Now the world’s fastest growing label amongst the world’s major luxury brands – revenue in the first half of 2018 was up 44.1% – Gucci’s stellar performance is credited to the quirky and occasionally irreverent aesthetic of its creative director Alessandro Michele. While Mr Michele was part of Gucci’s watch development before, insiders say he is now much more involved with timepiece design.
Mr Michele’s styling, which often has a dose of retro, is evident in the two dual time zone automatics in the line-up. The first is the G-Timeless GMT that was unveiled last year.

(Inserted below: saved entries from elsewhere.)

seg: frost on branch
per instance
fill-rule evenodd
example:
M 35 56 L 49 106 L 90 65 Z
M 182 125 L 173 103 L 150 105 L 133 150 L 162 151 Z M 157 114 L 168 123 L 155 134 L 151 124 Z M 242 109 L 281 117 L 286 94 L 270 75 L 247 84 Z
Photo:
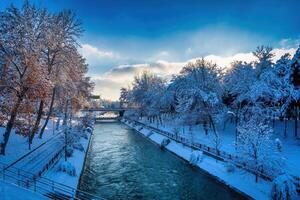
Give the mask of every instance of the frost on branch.
M 242 162 L 256 174 L 277 176 L 282 172 L 284 160 L 272 139 L 272 128 L 257 116 L 241 122 L 238 127 L 237 153 Z
M 271 192 L 272 199 L 296 200 L 298 194 L 293 181 L 293 177 L 287 174 L 279 175 L 274 179 Z

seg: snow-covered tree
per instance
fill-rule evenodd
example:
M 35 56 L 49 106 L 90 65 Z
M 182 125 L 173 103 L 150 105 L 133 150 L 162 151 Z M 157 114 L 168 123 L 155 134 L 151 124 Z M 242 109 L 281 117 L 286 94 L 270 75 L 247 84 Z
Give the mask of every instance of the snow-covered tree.
M 13 128 L 19 107 L 27 95 L 46 92 L 51 82 L 43 73 L 40 52 L 48 14 L 25 1 L 21 10 L 11 6 L 0 13 L 0 51 L 12 77 L 6 76 L 10 93 L 15 95 L 1 144 L 1 154 Z M 44 90 L 40 91 L 41 87 Z M 37 91 L 37 89 L 39 91 Z
M 298 119 L 300 117 L 300 47 L 297 49 L 294 57 L 290 63 L 291 67 L 291 82 L 295 88 L 294 101 L 290 107 L 292 109 L 292 115 L 295 119 L 295 136 L 298 136 Z
M 261 173 L 270 177 L 280 174 L 284 162 L 272 138 L 273 129 L 259 111 L 261 108 L 249 109 L 248 118 L 238 126 L 237 154 L 253 170 L 257 182 Z
M 273 180 L 271 197 L 273 200 L 296 200 L 298 193 L 293 177 L 287 174 L 276 177 Z
M 223 113 L 221 69 L 204 59 L 189 63 L 172 80 L 176 111 L 184 122 L 207 122 L 217 134 L 216 122 Z
M 56 90 L 62 93 L 68 88 L 71 91 L 71 110 L 78 110 L 89 97 L 92 84 L 85 76 L 85 60 L 77 50 L 76 39 L 80 33 L 80 23 L 69 11 L 50 14 L 47 9 L 36 8 L 25 1 L 21 9 L 12 5 L 0 13 L 0 102 L 3 108 L 0 120 L 6 126 L 2 154 L 25 102 L 30 102 L 34 110 L 31 113 L 34 123 L 30 123 L 28 135 L 31 143 L 42 114 L 48 109 L 42 135 L 54 97 L 63 98 L 63 95 L 55 95 Z
M 256 81 L 255 70 L 251 63 L 235 61 L 231 64 L 224 75 L 223 101 L 229 108 L 229 113 L 235 119 L 236 142 L 237 126 L 241 116 L 242 108 L 248 103 L 246 94 Z M 232 116 L 231 116 L 232 117 Z
M 144 71 L 141 75 L 135 76 L 129 98 L 139 107 L 141 116 L 153 119 L 160 113 L 160 106 L 156 101 L 162 95 L 164 88 L 164 79 Z
M 256 50 L 252 52 L 257 58 L 257 61 L 254 62 L 257 78 L 259 78 L 261 73 L 273 66 L 272 58 L 274 57 L 274 54 L 272 53 L 272 50 L 271 47 L 262 45 L 258 46 Z

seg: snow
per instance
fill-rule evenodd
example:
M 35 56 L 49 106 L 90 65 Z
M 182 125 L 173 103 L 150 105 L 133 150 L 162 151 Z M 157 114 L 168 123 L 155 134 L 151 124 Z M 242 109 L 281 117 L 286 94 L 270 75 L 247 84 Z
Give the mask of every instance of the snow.
M 178 135 L 185 137 L 193 142 L 198 142 L 206 144 L 207 146 L 214 147 L 214 135 L 211 131 L 205 134 L 205 130 L 202 126 L 179 126 L 174 122 L 173 119 L 164 119 L 163 125 L 158 125 L 157 123 L 150 123 L 146 119 L 142 119 L 141 122 L 150 125 L 155 128 L 159 128 L 164 131 L 173 133 L 174 129 L 179 129 Z M 285 158 L 286 171 L 292 175 L 300 177 L 300 140 L 294 137 L 294 122 L 287 122 L 287 137 L 284 137 L 284 122 L 277 120 L 274 127 L 273 140 L 276 139 L 281 141 L 281 153 Z M 300 127 L 300 122 L 298 122 L 298 127 Z M 191 130 L 190 130 L 191 129 Z M 147 130 L 145 130 L 147 131 Z M 218 133 L 221 140 L 220 150 L 235 154 L 235 125 L 230 121 L 222 123 L 218 127 Z
M 43 121 L 41 121 L 41 124 L 43 124 Z M 0 127 L 0 135 L 3 135 L 4 131 L 5 128 Z M 45 129 L 43 138 L 40 139 L 36 135 L 33 139 L 31 150 L 48 141 L 57 133 L 58 131 L 55 131 L 55 122 L 50 119 L 47 128 Z M 30 150 L 28 149 L 28 138 L 15 134 L 15 132 L 12 131 L 6 147 L 6 154 L 5 156 L 0 155 L 0 162 L 4 164 L 11 164 L 29 152 Z
M 16 185 L 0 181 L 1 200 L 44 200 L 48 199 L 40 194 L 20 188 Z
M 90 129 L 92 130 L 92 129 Z M 71 157 L 69 157 L 67 160 L 68 162 L 74 166 L 76 170 L 76 176 L 70 176 L 67 173 L 61 172 L 59 170 L 59 167 L 62 163 L 64 163 L 64 159 L 62 158 L 57 165 L 55 165 L 53 168 L 48 170 L 44 177 L 49 178 L 51 180 L 54 180 L 58 183 L 67 185 L 72 188 L 77 188 L 79 183 L 80 174 L 84 167 L 84 160 L 87 153 L 88 143 L 91 139 L 91 134 L 87 134 L 88 138 L 85 139 L 84 137 L 80 137 L 80 144 L 83 146 L 84 150 L 80 151 L 76 148 L 74 148 L 74 152 Z
M 199 162 L 201 162 L 203 159 L 203 152 L 202 151 L 193 151 L 190 159 L 189 159 L 189 163 L 193 166 L 197 166 Z
M 124 121 L 123 121 L 124 122 Z M 129 127 L 137 130 L 137 127 L 132 127 L 128 122 L 124 122 Z M 137 130 L 138 131 L 138 130 Z M 143 128 L 140 133 L 145 135 L 149 132 L 146 128 Z M 158 133 L 153 133 L 149 139 L 158 145 L 165 139 Z M 194 150 L 173 140 L 166 146 L 166 149 L 173 152 L 177 156 L 189 162 Z M 271 191 L 271 182 L 259 179 L 258 183 L 255 183 L 255 176 L 242 169 L 235 169 L 234 172 L 228 172 L 228 164 L 222 161 L 203 155 L 202 161 L 197 163 L 197 166 L 212 176 L 216 177 L 219 181 L 234 188 L 237 191 L 249 195 L 254 199 L 269 199 Z
M 287 174 L 278 176 L 273 181 L 272 199 L 274 200 L 296 200 L 297 191 L 293 178 Z
M 66 172 L 70 176 L 76 176 L 76 169 L 72 163 L 68 161 L 61 162 L 59 165 L 59 171 Z

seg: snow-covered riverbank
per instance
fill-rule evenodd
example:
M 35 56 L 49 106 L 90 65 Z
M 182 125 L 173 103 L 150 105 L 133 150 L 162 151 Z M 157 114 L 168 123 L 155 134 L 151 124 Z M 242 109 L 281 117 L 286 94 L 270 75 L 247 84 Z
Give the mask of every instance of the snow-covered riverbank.
M 85 158 L 89 149 L 90 140 L 92 138 L 92 128 L 87 128 L 84 132 L 87 133 L 87 137 L 80 137 L 78 141 L 78 144 L 82 145 L 83 150 L 81 151 L 74 148 L 72 156 L 67 159 L 67 161 L 75 168 L 75 176 L 71 176 L 66 172 L 60 171 L 60 166 L 65 162 L 64 158 L 61 158 L 58 163 L 44 175 L 44 177 L 74 189 L 77 188 L 81 173 L 84 169 Z
M 72 150 L 72 153 L 67 158 L 67 163 L 69 164 L 68 166 L 74 169 L 75 174 L 70 175 L 67 170 L 65 172 L 62 172 L 61 170 L 61 166 L 66 163 L 64 161 L 64 143 L 65 139 L 68 138 L 67 135 L 64 136 L 64 132 L 62 131 L 58 131 L 57 133 L 55 132 L 54 134 L 54 129 L 51 129 L 54 126 L 49 125 L 46 128 L 45 137 L 43 137 L 42 140 L 34 140 L 37 142 L 34 143 L 34 148 L 31 151 L 26 151 L 27 143 L 22 136 L 16 134 L 13 135 L 14 137 L 12 138 L 11 143 L 18 144 L 17 146 L 14 146 L 18 149 L 17 154 L 10 154 L 11 151 L 10 148 L 8 148 L 8 155 L 1 157 L 0 160 L 4 162 L 2 164 L 3 166 L 7 166 L 9 164 L 13 165 L 9 165 L 9 169 L 5 171 L 5 175 L 10 173 L 9 175 L 13 175 L 15 179 L 7 180 L 6 178 L 3 178 L 4 182 L 2 183 L 1 188 L 6 191 L 7 188 L 11 188 L 10 185 L 16 188 L 22 186 L 25 187 L 25 189 L 20 187 L 20 193 L 23 191 L 24 194 L 26 194 L 26 189 L 35 191 L 37 193 L 36 199 L 40 199 L 38 197 L 40 195 L 47 196 L 51 193 L 55 193 L 55 191 L 60 193 L 64 193 L 63 191 L 65 191 L 66 195 L 75 196 L 77 193 L 77 185 L 80 180 L 80 175 L 84 168 L 85 157 L 88 151 L 90 139 L 92 137 L 93 123 L 89 123 L 87 128 L 85 128 L 85 126 L 76 125 L 78 124 L 77 121 L 74 121 L 73 124 L 75 126 L 73 128 L 70 127 L 67 134 L 69 135 L 69 139 L 67 140 L 67 149 L 71 148 Z M 55 156 L 56 159 L 54 159 L 52 163 L 49 163 L 49 161 L 53 159 L 53 156 Z M 42 173 L 40 174 L 39 171 L 44 168 L 45 170 L 41 171 Z M 17 184 L 18 186 L 13 185 L 16 184 L 16 180 L 20 179 L 16 170 L 22 170 L 22 172 L 26 174 L 26 177 L 28 176 L 28 179 L 32 178 L 31 174 L 32 176 L 41 176 L 36 180 L 37 188 L 20 185 L 19 182 Z M 66 190 L 64 190 L 64 188 Z M 33 194 L 33 192 L 31 193 Z M 84 192 L 79 191 L 79 193 Z
M 161 145 L 167 139 L 165 136 L 152 132 L 141 126 L 122 120 L 129 127 L 148 138 L 155 144 Z M 170 139 L 170 143 L 165 146 L 167 150 L 179 156 L 180 158 L 190 161 L 191 155 L 195 152 L 190 147 L 177 143 Z M 271 192 L 271 182 L 260 179 L 255 183 L 255 176 L 239 168 L 232 168 L 226 162 L 216 160 L 203 154 L 202 159 L 195 164 L 197 167 L 214 176 L 220 182 L 228 185 L 234 190 L 254 199 L 269 199 Z
M 0 181 L 0 199 L 3 200 L 46 200 L 47 197 L 34 193 L 30 190 L 18 187 L 14 184 Z

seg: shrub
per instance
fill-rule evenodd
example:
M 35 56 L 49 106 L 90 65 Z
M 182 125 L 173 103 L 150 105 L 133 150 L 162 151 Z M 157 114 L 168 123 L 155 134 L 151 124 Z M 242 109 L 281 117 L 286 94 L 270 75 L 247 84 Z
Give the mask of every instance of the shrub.
M 227 171 L 228 173 L 232 173 L 232 172 L 234 172 L 234 170 L 235 170 L 234 164 L 228 163 L 228 164 L 226 165 L 226 171 Z
M 274 179 L 271 196 L 273 200 L 297 199 L 297 190 L 293 177 L 287 174 L 282 174 Z
M 79 143 L 79 142 L 74 143 L 74 144 L 73 144 L 73 148 L 74 148 L 74 149 L 77 149 L 77 150 L 79 150 L 79 151 L 84 151 L 84 148 L 83 148 L 82 144 Z
M 76 176 L 76 169 L 72 163 L 65 161 L 59 165 L 59 171 L 66 172 L 70 176 Z
M 190 155 L 189 163 L 193 166 L 197 166 L 199 162 L 203 159 L 203 152 L 202 151 L 193 151 Z
M 73 152 L 74 152 L 74 150 L 71 146 L 66 147 L 66 156 L 67 157 L 71 157 L 73 155 Z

While the name is somewhat clumsy, the watch is appealingly proportioned and surprisingly elegant, with a case of 40mm that’s relatively slim. The case is steel and simple in form, available either with a polished finish or a matte black PVD coating.
In the metal the case is notably more appealing, and better made, than the first generation G-Timeless automatic watches, though it’s still relatively lightweight.
Overall subtle in style, the watch stands out with its dial detailing. The dial repeats a motif Mr Michele has applied to other watches in the G-Timeless line, with applied hour markers in the form of stars, bees and a single heart at seven. The second time zone hand takes the form of a red, black and white banded coral snake.
While the dial is the best part of the watch, the hands are its biggest weakness. Both the hour and minute hand are shorter than they should be, both falling short of the hour and minute markers.
It’s powered by an ETA 2893, which is an ETA 2892 with the addition of a second hour hand. On the black PVD version the rotor is coated in matte black to match the case.
All G-Timeless GMTs are delivered with a single-fold clasp.
Launched only just this year is the Eryx GMT, named after a species of snake. These feature striking guilloche dial stamped with geometric patterns – reminiscent of De Bethune’s hand-engraved creations – along with the signature serpent second time zone hand.
Fitted to alligator skin “Bund” style cuff straps, the Eryx GMT is also 40mm in diameter, and powered by the ETA 2892, and available with in either yellow gold plate or steel.
Price and availability
Already available in stores, the G-Timeless GMT in steel (ref. YA126332) is US$2200, while the model in black PVD (ref. YA126333) is US$2430.
The Eryx GMT in gold plate (ref. YA126342) is priced at US$2650, while the steel version (ref. YA126344) is US$2500. Both will only be available later in the year.